Kay, I must say that you have nailed it as far as my dad is concerned!  Very opinionated, always right and very strong political opinions that usually start a family arguement at holiday time! Truth is, anyone of us could be disinherited at any given time. We all

get along but tend to keep our distance.  I am very concerned about my mother as they are still trying to do a lot of farmwork

themselves.  Most of it is custom done, but they still do enough that a farm accident with serious consequences is very possible.

When we express these concerns, it usually only strives to make dad prove us wrong.

My BIL didn't back down during an argument and basically told dad the  truth, where the rest of us have spent 40 years not going that far.  BIL doesn't deserve this and neither does my sister.  No one else knows of dad's decision to disinherit.

 

I have talked to my attorney and have been told I will have a lot of work ahead of me.  They really need to update estate plans before the end of 2012 and  trusts/gifting  need to be done.  Dad won't transfer ownership, doesn't believe in it. 

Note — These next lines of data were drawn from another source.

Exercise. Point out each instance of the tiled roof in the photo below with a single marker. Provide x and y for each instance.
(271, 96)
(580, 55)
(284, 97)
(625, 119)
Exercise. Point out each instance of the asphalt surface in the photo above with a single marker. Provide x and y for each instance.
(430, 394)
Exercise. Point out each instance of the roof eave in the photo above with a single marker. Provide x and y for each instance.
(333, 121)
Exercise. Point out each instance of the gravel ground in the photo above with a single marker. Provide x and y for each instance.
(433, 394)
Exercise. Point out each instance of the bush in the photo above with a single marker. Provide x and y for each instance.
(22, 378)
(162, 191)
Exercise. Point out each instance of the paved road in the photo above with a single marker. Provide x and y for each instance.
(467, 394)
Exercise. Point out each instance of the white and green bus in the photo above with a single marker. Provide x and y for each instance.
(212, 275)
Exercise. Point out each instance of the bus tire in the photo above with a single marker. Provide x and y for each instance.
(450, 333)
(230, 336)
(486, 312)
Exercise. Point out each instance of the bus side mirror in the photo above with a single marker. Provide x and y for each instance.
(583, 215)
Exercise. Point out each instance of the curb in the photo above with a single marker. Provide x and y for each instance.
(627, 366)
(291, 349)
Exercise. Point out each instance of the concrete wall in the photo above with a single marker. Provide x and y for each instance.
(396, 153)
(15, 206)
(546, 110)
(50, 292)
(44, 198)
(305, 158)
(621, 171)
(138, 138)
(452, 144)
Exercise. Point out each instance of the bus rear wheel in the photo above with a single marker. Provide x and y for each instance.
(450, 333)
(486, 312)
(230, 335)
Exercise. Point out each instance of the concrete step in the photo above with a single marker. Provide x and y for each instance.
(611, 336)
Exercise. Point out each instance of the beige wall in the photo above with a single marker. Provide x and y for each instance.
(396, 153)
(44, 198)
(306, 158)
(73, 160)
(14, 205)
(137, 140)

As for my sister, if dad dies first we can try to talk mom into adding her back in.  I think we can accomplish that if done tactfully.

Otherwise, if we choose to bring her back in we are basically "gifting" her a share and that will create another tax situation.  I'd like to think the rest of my siblings would choose to do that, but I have heard enough horror stories related to sharing an inheritance that I know not to count on it.